Nur im Entwurf von Die Linke wird die Unabhängigkeit des BVG gestärkt und die Parteien im Bundestag oder Bundesrat zur Zusammenarbeit angehalten (wie vom Artikel auch gefordert), denn in deren Entwurf heißt es ausdrücklich:
Artikel 94 GG
-------------
(1) Das Bundesverfassungsgericht besteht aus zwei Senaten mit jeweils acht Bundesrichtern
und anderen Mitgliedern. Die Mitglieder des Bundesverfassungsgerichtes werden je zur Hälfte
vom Bundestag und vom Bundesrat für die Dauer von zwölf Jahren mit einer Mehrheit von
zwei Dritteln der abgegebenen Stimmen gewählt.
...
(3) Kommt innerhalb von zwei Monaten nach dem Ablauf der Amtszeit oder dem vorzeitigen
Ausscheiden eines Richters die Wahl eines Nachfolgers im Bundestag oder Bundesrat nicht
zustande, so hat das Bundesverfassungsgericht Vorschläge für die Wahl zu machen. Das Plenum
des Bundesverfassungsgerichts beschließt mit einfacher Mehrheit, wer zur Wahl als Richter vorgeschlagen wird.

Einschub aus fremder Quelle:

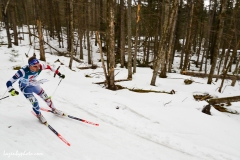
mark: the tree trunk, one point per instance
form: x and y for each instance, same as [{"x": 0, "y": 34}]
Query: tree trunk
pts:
[
  {"x": 71, "y": 36},
  {"x": 137, "y": 36},
  {"x": 160, "y": 59},
  {"x": 122, "y": 39},
  {"x": 129, "y": 39},
  {"x": 5, "y": 18},
  {"x": 218, "y": 41},
  {"x": 189, "y": 34},
  {"x": 111, "y": 84}
]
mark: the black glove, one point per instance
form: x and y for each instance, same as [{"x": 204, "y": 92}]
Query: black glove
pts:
[
  {"x": 13, "y": 92},
  {"x": 61, "y": 75}
]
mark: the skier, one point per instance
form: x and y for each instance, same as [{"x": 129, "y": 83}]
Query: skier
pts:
[{"x": 28, "y": 85}]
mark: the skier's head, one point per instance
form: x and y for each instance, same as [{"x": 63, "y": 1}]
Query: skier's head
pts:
[{"x": 33, "y": 64}]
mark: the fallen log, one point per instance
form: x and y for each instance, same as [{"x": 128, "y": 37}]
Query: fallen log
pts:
[
  {"x": 213, "y": 101},
  {"x": 120, "y": 80},
  {"x": 203, "y": 75}
]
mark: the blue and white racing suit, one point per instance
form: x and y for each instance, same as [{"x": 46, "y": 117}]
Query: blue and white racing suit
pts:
[{"x": 28, "y": 85}]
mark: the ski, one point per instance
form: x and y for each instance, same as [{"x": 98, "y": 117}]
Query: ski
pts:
[
  {"x": 53, "y": 130},
  {"x": 72, "y": 117}
]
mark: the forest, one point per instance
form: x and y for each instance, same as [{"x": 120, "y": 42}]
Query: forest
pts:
[{"x": 133, "y": 33}]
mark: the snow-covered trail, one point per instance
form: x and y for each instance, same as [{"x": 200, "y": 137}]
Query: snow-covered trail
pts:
[{"x": 129, "y": 132}]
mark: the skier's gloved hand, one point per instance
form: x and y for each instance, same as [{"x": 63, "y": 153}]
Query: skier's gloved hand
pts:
[
  {"x": 13, "y": 92},
  {"x": 61, "y": 75}
]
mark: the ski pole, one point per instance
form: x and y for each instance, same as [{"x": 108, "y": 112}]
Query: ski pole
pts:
[
  {"x": 4, "y": 97},
  {"x": 58, "y": 83}
]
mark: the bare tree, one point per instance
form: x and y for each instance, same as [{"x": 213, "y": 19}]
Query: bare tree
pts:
[
  {"x": 129, "y": 25},
  {"x": 111, "y": 33},
  {"x": 218, "y": 40},
  {"x": 71, "y": 32},
  {"x": 5, "y": 18}
]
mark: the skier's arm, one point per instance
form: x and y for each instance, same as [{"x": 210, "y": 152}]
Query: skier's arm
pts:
[
  {"x": 20, "y": 73},
  {"x": 46, "y": 66}
]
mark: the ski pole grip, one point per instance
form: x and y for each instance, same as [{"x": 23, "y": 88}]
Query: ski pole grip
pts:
[{"x": 56, "y": 71}]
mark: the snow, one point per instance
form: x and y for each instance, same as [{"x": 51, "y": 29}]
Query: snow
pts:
[{"x": 133, "y": 126}]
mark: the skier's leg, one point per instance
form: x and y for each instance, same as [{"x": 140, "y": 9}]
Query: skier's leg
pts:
[
  {"x": 39, "y": 91},
  {"x": 28, "y": 93}
]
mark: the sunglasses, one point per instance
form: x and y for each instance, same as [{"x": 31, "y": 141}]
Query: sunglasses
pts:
[{"x": 36, "y": 66}]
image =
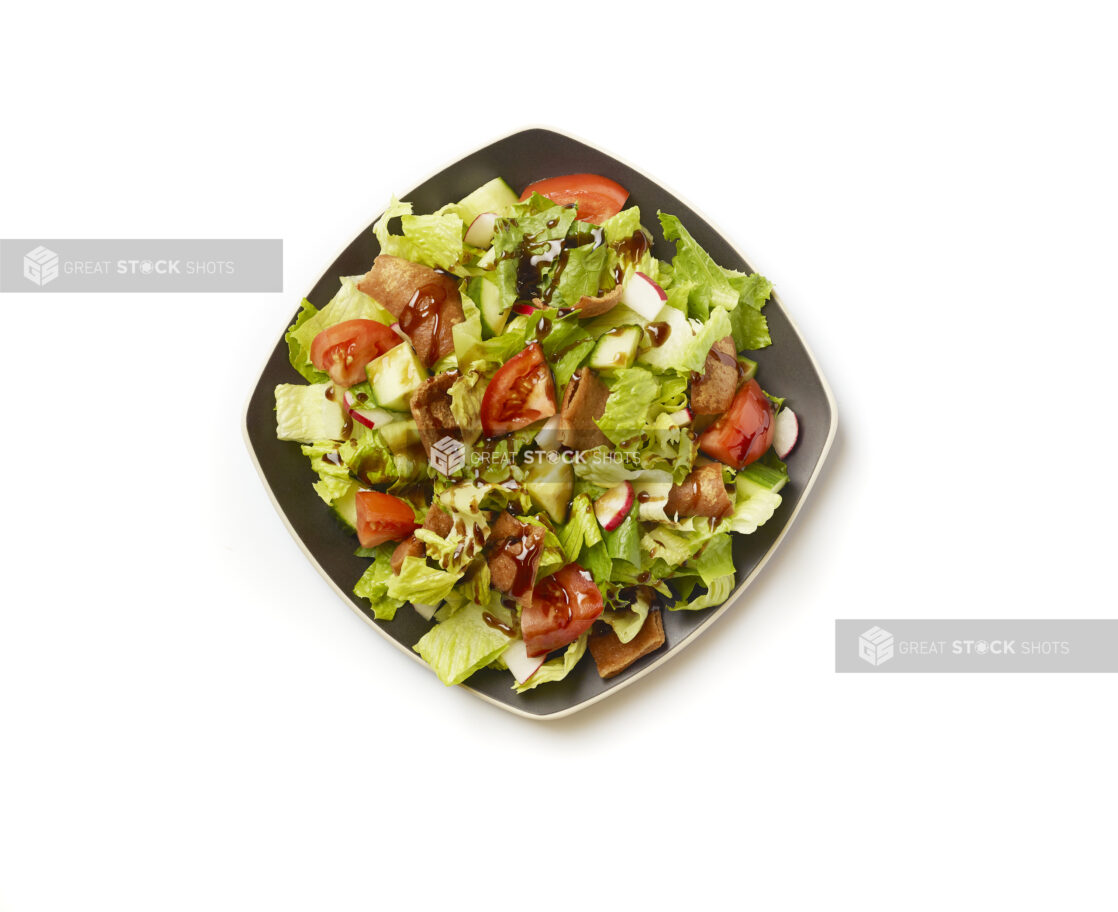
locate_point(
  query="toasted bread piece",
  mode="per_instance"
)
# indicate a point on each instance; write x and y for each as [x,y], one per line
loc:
[394,283]
[583,401]
[701,494]
[612,656]
[712,392]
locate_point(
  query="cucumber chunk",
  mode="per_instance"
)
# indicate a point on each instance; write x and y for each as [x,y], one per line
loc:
[616,349]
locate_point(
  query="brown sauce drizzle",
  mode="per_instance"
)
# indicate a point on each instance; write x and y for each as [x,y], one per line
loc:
[659,333]
[425,304]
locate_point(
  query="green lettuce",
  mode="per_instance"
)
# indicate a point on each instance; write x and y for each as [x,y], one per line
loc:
[580,530]
[709,284]
[714,560]
[717,592]
[688,342]
[464,643]
[433,240]
[373,583]
[627,621]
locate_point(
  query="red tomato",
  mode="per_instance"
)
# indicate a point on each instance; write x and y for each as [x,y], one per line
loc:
[596,197]
[520,392]
[382,518]
[564,607]
[742,434]
[344,349]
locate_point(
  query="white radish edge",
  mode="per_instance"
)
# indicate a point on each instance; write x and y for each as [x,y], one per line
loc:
[684,416]
[521,665]
[785,431]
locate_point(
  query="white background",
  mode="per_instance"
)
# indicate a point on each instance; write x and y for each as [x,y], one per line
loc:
[190,719]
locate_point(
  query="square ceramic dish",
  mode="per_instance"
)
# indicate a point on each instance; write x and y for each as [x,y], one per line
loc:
[786,367]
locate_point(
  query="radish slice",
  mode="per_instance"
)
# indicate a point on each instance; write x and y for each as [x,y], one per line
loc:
[644,296]
[613,506]
[519,662]
[548,435]
[785,431]
[480,233]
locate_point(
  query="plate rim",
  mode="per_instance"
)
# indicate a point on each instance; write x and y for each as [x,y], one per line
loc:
[735,596]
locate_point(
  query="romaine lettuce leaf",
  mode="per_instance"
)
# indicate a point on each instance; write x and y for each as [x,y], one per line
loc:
[348,304]
[419,582]
[433,240]
[556,668]
[632,395]
[717,592]
[373,583]
[714,560]
[462,644]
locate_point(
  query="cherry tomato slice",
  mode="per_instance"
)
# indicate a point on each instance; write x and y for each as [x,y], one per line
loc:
[564,607]
[344,349]
[596,197]
[520,392]
[382,518]
[744,431]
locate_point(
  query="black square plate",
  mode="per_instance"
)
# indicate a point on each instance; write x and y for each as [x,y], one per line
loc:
[786,367]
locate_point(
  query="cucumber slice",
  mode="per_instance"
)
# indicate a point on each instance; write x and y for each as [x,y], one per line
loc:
[550,486]
[493,317]
[616,349]
[492,197]
[400,436]
[395,376]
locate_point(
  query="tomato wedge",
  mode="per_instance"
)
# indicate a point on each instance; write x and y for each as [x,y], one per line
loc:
[344,349]
[520,392]
[744,431]
[596,197]
[382,518]
[564,607]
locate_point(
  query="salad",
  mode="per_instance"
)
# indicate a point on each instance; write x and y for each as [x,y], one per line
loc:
[541,434]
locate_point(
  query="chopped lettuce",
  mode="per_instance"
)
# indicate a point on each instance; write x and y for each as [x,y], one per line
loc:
[717,592]
[463,643]
[433,240]
[418,581]
[627,621]
[350,303]
[556,668]
[632,393]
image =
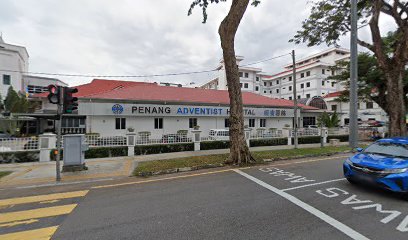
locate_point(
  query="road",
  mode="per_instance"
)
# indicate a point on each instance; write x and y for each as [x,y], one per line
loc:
[296,199]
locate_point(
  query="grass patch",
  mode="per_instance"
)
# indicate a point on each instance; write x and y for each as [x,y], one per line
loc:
[197,162]
[3,174]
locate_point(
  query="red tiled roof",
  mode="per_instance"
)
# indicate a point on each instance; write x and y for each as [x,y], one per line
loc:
[138,91]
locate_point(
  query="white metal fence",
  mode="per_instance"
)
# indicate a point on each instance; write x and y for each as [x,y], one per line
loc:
[18,144]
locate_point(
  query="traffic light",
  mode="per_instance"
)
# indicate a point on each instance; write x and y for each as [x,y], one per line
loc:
[54,94]
[70,102]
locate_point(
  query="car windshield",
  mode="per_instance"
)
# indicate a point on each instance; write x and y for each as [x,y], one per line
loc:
[388,149]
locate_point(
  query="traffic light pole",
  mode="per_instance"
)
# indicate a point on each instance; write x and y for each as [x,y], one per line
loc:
[59,137]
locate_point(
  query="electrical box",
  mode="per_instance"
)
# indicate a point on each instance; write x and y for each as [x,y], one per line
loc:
[74,152]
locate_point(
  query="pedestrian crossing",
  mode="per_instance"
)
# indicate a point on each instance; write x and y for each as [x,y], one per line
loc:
[35,217]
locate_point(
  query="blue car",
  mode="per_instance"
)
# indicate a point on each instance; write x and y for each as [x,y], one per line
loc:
[384,163]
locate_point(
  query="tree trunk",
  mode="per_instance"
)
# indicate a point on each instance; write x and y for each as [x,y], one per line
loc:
[396,108]
[239,151]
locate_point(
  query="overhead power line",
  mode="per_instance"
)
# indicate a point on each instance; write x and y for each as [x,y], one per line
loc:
[134,76]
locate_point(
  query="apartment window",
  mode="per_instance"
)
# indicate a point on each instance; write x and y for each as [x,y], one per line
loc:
[251,122]
[120,123]
[6,79]
[226,123]
[192,122]
[158,123]
[262,122]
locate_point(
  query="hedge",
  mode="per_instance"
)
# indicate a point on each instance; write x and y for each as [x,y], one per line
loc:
[163,148]
[268,142]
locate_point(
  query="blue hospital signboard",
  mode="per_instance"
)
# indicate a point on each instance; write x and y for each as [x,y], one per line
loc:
[178,110]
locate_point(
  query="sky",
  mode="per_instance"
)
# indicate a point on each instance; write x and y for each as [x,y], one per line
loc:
[144,37]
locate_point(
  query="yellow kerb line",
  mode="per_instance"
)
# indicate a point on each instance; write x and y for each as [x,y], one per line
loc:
[36,213]
[37,234]
[42,198]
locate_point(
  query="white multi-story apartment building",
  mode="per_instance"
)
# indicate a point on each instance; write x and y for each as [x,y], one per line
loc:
[250,78]
[13,62]
[311,77]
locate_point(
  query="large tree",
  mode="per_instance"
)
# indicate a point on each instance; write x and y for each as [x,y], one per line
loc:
[330,19]
[239,150]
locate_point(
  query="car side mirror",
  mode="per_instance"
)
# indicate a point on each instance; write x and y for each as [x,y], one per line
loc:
[359,149]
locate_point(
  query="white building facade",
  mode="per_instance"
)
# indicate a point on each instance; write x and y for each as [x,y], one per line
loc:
[13,62]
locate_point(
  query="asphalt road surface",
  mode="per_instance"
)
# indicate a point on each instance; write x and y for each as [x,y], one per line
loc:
[297,199]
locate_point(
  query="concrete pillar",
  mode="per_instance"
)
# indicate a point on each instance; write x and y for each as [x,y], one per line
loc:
[131,142]
[46,143]
[287,132]
[247,135]
[196,139]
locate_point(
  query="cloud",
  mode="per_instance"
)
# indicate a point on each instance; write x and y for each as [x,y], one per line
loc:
[127,37]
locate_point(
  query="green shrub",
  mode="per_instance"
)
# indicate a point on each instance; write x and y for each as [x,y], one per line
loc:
[268,142]
[209,145]
[163,148]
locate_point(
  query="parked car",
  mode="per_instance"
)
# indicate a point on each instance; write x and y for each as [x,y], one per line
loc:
[219,134]
[384,163]
[175,138]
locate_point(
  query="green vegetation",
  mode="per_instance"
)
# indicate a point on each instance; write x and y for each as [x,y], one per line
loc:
[200,162]
[3,174]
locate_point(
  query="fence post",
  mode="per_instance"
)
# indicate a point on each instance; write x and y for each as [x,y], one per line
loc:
[324,133]
[286,132]
[46,142]
[247,135]
[196,139]
[130,143]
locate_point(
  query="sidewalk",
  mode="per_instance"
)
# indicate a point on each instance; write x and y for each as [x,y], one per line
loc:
[103,168]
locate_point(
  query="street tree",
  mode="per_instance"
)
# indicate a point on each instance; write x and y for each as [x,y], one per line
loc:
[330,19]
[239,150]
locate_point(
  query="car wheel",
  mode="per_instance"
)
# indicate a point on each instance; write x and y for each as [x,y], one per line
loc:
[352,181]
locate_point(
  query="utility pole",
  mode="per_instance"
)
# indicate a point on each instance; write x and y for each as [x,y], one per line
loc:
[353,78]
[295,126]
[59,114]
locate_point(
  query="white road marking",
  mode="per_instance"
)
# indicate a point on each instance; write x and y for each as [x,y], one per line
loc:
[313,184]
[333,222]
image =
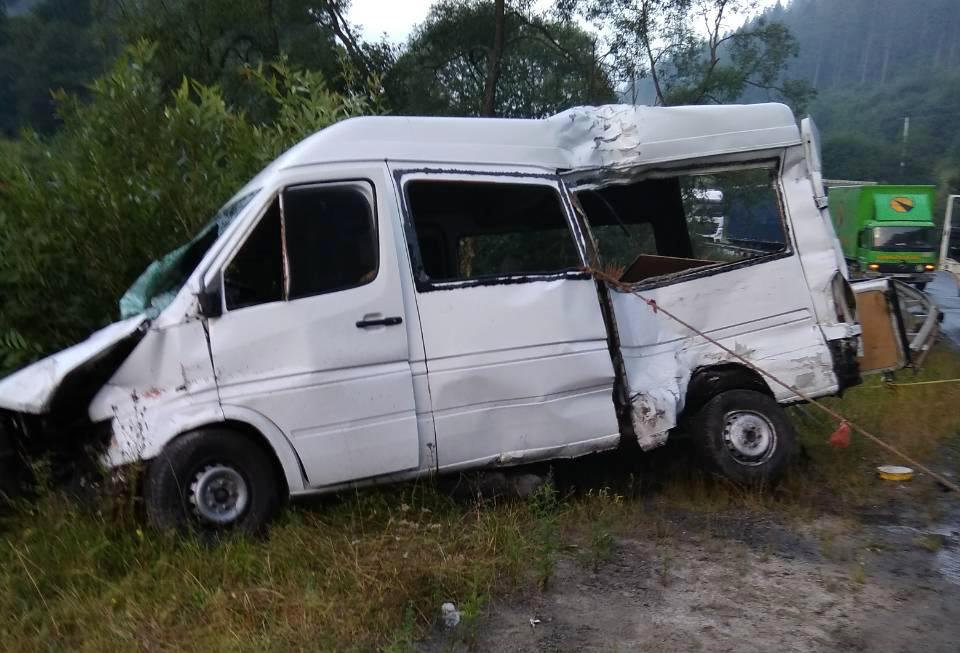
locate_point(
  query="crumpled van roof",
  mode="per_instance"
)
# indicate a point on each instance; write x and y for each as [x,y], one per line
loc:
[579,138]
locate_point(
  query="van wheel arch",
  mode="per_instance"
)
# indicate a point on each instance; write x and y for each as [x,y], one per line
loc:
[708,382]
[235,438]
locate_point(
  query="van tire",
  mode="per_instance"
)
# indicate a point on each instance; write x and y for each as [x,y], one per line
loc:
[744,435]
[212,482]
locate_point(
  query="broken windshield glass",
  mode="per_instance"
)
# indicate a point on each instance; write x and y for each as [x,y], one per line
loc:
[162,280]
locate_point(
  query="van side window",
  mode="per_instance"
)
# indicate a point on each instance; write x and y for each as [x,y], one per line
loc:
[667,225]
[255,276]
[323,240]
[331,239]
[471,230]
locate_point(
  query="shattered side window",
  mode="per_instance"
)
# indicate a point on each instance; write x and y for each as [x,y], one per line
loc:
[319,239]
[472,230]
[733,215]
[331,239]
[255,275]
[668,225]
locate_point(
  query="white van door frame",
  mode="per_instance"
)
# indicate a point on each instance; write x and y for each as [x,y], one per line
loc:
[332,370]
[518,366]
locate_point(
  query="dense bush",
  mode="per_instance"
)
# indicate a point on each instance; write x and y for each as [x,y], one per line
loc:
[132,173]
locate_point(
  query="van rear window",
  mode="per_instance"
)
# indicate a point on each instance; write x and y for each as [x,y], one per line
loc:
[667,225]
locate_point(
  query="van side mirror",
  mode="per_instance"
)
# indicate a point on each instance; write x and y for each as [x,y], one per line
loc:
[211,301]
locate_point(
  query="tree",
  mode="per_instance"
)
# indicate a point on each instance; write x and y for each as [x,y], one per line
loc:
[133,172]
[695,51]
[459,62]
[54,46]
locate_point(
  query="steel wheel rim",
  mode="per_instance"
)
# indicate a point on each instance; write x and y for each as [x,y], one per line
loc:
[750,437]
[219,494]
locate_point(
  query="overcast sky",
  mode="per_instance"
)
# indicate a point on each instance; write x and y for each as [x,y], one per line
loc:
[397,17]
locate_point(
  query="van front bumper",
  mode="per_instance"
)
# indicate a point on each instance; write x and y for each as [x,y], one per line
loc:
[28,439]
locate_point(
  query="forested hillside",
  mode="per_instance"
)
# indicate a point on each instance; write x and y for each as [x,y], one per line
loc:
[874,63]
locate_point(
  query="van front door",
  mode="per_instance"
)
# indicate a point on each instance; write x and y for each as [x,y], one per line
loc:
[517,357]
[314,333]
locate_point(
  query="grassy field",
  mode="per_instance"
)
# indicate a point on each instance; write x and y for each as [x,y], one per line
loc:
[369,570]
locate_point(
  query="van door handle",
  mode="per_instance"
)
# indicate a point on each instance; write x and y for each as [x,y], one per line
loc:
[386,321]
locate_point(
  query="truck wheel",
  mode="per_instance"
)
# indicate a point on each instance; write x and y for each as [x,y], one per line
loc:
[744,435]
[212,481]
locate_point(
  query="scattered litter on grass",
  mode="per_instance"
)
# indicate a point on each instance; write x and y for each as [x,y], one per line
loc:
[451,616]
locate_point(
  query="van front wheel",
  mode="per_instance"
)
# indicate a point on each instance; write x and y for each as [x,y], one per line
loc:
[211,481]
[746,436]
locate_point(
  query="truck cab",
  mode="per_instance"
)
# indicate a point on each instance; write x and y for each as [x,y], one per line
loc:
[887,230]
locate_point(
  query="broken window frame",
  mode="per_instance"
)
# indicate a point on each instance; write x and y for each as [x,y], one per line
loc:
[596,180]
[424,283]
[363,186]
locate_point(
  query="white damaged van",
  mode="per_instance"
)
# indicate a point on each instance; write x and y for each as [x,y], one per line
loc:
[397,297]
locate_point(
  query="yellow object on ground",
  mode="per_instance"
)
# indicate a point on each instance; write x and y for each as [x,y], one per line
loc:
[894,473]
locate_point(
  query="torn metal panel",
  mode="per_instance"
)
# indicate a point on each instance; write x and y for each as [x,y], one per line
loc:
[147,409]
[33,389]
[771,324]
[579,138]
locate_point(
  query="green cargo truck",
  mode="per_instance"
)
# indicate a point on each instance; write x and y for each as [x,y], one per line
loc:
[887,230]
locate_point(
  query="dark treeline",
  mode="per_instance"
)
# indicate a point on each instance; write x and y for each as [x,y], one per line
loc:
[871,43]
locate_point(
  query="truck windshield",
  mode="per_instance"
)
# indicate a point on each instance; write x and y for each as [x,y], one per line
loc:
[162,280]
[903,239]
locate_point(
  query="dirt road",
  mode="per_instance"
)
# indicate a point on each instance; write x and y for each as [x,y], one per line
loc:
[886,581]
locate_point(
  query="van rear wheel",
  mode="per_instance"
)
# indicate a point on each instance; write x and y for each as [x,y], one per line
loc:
[212,481]
[746,436]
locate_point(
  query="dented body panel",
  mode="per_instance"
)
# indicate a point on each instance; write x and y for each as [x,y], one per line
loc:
[422,364]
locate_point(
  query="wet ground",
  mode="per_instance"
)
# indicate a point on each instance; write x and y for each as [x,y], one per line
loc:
[888,581]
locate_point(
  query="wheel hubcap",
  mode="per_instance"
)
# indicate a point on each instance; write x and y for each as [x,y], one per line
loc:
[219,494]
[749,436]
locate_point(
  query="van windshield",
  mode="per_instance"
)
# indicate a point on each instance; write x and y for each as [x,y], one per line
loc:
[903,239]
[162,280]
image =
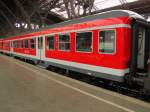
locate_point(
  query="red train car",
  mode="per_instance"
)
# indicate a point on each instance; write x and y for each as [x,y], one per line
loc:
[113,45]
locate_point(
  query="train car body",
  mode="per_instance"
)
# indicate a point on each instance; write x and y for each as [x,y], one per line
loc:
[100,45]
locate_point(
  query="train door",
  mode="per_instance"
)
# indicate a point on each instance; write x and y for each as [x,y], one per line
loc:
[11,47]
[141,47]
[40,48]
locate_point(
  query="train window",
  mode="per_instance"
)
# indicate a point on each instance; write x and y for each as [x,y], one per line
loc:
[107,41]
[26,44]
[84,42]
[32,43]
[64,42]
[50,42]
[18,44]
[40,42]
[21,43]
[15,44]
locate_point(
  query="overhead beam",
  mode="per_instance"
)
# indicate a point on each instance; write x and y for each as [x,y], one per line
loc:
[9,22]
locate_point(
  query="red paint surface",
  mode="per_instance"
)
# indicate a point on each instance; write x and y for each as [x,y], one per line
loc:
[118,60]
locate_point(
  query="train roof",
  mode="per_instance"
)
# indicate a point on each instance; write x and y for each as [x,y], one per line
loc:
[98,16]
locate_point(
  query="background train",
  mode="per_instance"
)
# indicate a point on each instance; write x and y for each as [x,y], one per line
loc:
[113,45]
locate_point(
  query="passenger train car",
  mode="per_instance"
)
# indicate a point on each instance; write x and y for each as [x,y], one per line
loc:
[112,45]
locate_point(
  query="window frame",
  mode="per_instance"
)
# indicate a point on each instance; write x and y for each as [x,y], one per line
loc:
[25,44]
[21,44]
[115,41]
[46,42]
[69,33]
[76,39]
[34,40]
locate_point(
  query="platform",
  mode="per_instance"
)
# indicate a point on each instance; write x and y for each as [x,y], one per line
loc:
[27,88]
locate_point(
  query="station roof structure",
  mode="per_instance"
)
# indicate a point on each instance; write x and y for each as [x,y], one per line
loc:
[18,16]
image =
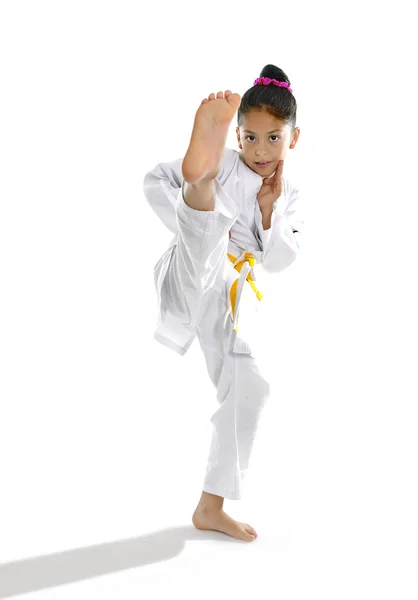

Ist nur ein Richter zu wählen, so hat das Bundesverfassungsgericht drei Personen
vorzuschlagen; sind gleichzeitig mehrere Richter zu wählen, so hat das
Bundesverfassungsgericht doppelt so viele Personen vorzuschlagen, als Richter zu wählen
sind. Scheitert eine Nach- oder Neuwahl auf Vorschlag des Bundesverfassungsgerichts dreimal
im Bundestag oder Bundesrat, findet die Nach- oder Neuwahl durch die Präsidenten der
obersten Bundesgerichte statt...
Leider wird dieser sinnvolle Entwurf im Artikel nicht erwähnt.